A new report, published Tuesday, from the Alliance for a Just Society, a coalition of labor organizations, argues that $15 an hour is less than a living wage in most states. A single, childless adult earning $15 per hour would still not be able to make ends meet in 34 states and the District of Columbia, Alliance for a Just Society researcher Allyson Fredericksen found.
She estimated that the true nationwide living wage for a single adult — based on a weighted average of wages in each state — is $16.87 per hour. At the low end of the spectrum, the report found Arkansas to have a living wage of $14.26 an hour; D.C. was had the highest living wage, $21.86 an hour.
The estimates in this report are significantly higher than those of the frequently cited MIT Living Wage Calculator, largely because of Fredericksen’s more expansive assumptions regarding what workers need as a minimum living standard. (MIT assumed that a studio apartment is the minimum housing requirement for a single adult, for example, while Fredericksen assumed a one-bedroom.)

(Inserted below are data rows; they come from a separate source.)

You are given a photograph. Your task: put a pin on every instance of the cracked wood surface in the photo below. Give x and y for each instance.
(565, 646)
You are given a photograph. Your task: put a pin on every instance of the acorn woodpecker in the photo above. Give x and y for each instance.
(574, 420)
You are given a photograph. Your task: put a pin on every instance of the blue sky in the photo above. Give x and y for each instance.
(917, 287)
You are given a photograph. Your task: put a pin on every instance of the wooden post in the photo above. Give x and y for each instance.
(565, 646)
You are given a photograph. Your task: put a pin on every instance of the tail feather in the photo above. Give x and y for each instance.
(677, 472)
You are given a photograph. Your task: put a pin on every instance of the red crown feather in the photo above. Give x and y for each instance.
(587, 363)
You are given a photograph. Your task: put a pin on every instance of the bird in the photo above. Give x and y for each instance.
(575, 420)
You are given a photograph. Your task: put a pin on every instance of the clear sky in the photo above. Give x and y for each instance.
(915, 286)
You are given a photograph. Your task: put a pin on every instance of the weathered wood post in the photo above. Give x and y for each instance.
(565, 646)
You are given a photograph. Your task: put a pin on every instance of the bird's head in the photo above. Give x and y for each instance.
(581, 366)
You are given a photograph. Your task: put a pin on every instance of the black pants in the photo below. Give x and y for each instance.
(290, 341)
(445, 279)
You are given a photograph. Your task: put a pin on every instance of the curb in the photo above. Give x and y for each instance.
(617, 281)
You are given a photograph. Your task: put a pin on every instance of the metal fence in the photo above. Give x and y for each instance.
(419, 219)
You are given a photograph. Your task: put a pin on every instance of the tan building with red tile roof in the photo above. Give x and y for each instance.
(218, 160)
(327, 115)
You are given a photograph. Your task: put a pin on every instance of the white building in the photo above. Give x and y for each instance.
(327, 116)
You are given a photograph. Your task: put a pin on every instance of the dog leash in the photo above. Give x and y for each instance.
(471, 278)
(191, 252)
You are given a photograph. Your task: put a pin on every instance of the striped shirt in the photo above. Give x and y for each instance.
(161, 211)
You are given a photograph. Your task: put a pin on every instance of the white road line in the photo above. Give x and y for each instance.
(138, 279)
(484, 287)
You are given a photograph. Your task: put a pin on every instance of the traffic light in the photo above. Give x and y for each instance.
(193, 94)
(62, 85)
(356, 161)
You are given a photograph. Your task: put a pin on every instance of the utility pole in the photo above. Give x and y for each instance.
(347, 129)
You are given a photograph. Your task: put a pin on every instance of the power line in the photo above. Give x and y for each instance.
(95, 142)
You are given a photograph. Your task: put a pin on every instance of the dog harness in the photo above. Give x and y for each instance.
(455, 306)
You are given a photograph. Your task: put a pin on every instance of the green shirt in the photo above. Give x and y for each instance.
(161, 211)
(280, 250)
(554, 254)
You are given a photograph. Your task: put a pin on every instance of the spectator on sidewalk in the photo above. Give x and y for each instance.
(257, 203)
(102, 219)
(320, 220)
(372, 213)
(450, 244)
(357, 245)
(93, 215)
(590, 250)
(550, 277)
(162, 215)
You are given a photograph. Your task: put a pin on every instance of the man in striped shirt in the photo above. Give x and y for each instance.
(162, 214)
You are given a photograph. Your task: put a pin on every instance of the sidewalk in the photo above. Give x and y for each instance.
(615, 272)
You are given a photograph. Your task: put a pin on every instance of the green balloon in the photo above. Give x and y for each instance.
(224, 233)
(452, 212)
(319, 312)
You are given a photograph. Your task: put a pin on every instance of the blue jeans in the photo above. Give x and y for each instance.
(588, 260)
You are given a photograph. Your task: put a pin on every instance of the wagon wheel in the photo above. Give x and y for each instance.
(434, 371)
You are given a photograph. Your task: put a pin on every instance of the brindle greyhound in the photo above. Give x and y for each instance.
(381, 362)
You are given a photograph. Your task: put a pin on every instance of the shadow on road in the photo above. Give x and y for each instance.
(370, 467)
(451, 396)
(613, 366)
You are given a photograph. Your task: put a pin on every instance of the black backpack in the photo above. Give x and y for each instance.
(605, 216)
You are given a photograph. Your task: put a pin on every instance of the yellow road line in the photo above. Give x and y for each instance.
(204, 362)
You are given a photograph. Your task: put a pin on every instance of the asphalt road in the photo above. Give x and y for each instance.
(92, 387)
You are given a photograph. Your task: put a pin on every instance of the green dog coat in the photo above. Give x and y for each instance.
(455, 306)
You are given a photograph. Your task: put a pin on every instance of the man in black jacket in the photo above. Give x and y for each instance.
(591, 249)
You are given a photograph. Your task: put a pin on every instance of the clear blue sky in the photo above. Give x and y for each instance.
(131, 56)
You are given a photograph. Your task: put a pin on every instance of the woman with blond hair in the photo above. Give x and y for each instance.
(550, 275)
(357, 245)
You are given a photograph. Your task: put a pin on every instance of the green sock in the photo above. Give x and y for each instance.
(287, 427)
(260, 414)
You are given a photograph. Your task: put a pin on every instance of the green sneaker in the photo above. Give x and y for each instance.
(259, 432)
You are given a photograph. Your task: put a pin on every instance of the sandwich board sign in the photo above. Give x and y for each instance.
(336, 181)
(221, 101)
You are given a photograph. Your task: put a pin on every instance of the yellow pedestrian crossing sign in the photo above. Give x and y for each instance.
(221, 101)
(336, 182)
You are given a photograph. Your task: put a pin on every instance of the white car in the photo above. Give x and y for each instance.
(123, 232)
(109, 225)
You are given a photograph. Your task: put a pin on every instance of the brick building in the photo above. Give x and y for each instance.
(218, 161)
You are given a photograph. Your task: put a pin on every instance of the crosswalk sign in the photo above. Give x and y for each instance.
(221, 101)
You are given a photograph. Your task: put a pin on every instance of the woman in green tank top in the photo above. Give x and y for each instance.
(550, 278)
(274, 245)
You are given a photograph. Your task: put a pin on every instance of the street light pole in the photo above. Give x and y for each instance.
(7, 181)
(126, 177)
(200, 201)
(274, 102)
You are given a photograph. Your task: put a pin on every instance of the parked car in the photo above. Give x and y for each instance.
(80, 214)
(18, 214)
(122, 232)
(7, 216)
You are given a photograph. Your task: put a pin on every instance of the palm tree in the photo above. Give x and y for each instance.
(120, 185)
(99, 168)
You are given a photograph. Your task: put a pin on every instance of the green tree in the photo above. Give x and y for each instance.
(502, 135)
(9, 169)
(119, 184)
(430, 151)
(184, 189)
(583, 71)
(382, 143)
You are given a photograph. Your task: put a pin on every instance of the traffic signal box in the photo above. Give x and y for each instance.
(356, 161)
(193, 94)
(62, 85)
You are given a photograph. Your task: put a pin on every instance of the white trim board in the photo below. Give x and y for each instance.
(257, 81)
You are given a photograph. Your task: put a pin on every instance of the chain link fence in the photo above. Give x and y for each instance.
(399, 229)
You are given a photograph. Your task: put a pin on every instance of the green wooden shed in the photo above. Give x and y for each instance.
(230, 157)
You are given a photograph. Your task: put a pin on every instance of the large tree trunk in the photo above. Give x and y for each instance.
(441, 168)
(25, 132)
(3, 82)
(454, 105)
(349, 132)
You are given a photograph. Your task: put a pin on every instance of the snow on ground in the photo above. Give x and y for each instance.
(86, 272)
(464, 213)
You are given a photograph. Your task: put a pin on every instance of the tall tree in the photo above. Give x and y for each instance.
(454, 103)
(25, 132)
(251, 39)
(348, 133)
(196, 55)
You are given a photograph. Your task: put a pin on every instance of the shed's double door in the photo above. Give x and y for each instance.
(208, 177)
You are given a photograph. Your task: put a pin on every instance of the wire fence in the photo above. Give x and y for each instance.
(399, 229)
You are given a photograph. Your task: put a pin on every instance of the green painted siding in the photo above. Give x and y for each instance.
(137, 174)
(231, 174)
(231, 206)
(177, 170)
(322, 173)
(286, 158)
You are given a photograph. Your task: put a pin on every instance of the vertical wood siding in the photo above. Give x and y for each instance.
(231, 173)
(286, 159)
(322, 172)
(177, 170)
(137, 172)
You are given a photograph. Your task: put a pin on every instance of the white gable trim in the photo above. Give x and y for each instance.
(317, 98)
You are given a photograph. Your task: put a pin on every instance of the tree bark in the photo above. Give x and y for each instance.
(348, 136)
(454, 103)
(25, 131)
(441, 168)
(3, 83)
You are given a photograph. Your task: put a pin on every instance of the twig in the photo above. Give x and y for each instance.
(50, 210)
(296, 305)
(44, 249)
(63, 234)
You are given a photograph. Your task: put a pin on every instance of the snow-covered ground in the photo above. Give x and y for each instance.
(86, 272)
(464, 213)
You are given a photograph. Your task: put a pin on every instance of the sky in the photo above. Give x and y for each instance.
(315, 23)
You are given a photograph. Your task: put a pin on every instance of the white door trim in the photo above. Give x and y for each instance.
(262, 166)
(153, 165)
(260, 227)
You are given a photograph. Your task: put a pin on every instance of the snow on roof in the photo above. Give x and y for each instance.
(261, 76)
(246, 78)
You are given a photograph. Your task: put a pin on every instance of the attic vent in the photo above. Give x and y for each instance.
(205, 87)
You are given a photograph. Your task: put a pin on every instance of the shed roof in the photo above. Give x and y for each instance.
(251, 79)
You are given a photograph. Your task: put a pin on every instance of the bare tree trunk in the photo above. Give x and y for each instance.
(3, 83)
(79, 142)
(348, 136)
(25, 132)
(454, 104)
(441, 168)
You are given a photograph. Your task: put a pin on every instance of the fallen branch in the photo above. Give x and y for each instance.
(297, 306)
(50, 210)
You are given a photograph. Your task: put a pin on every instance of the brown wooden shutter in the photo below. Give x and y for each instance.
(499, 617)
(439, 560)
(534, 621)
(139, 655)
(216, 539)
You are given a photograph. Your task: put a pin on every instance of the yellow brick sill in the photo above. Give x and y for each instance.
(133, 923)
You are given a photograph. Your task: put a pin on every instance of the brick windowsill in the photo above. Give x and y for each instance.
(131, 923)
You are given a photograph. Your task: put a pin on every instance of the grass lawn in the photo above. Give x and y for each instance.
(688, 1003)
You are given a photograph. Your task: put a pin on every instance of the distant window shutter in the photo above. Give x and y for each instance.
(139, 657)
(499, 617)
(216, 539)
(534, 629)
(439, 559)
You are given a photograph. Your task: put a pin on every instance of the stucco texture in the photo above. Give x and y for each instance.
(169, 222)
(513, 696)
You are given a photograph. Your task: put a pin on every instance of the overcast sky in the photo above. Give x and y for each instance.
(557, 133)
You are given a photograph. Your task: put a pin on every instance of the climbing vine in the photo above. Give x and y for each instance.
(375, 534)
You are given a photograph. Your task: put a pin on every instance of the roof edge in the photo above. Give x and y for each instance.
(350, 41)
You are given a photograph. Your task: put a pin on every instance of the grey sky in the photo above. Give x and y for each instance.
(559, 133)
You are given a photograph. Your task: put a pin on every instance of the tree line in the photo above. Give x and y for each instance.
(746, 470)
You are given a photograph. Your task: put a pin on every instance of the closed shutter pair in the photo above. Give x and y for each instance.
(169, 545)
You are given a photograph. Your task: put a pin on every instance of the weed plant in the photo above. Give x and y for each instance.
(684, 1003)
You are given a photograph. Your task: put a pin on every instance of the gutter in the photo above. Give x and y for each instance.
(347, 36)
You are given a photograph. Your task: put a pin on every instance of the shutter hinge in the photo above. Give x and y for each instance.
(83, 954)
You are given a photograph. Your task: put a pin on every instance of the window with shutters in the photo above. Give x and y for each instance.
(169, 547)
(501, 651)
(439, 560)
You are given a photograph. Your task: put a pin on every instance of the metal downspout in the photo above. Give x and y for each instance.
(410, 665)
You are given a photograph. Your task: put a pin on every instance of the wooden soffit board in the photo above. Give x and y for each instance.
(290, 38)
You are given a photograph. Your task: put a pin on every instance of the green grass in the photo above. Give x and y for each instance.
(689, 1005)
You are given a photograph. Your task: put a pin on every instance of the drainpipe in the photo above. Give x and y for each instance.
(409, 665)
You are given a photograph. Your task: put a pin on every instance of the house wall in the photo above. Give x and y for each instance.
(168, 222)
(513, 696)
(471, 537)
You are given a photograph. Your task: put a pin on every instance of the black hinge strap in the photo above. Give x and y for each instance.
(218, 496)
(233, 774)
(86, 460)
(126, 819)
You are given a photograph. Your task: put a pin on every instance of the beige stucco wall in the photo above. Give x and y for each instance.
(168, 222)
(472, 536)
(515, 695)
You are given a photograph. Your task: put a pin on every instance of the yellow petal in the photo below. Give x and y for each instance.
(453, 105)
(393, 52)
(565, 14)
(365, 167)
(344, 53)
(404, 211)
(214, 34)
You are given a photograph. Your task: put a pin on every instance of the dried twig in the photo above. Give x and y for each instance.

But the alliance’s demand for a $16.87 minimum may serve a political purpose, by positioning $15 as a compromise.
While unimaginable in most parts of the country until a few years ago, $15 minimum wage legislation has spread across the country. In 2013, SeaTac, Washington, became the first city in the nation to approve a law gradually raising its minimum wage to $15 per hour; Seattle followed in 2014.
Various other cities have stepped up since then, including Los Angeles and San Francisco. New York Gov. Andrew Cuomo is pushing for the first statewide $15 minimum legislation.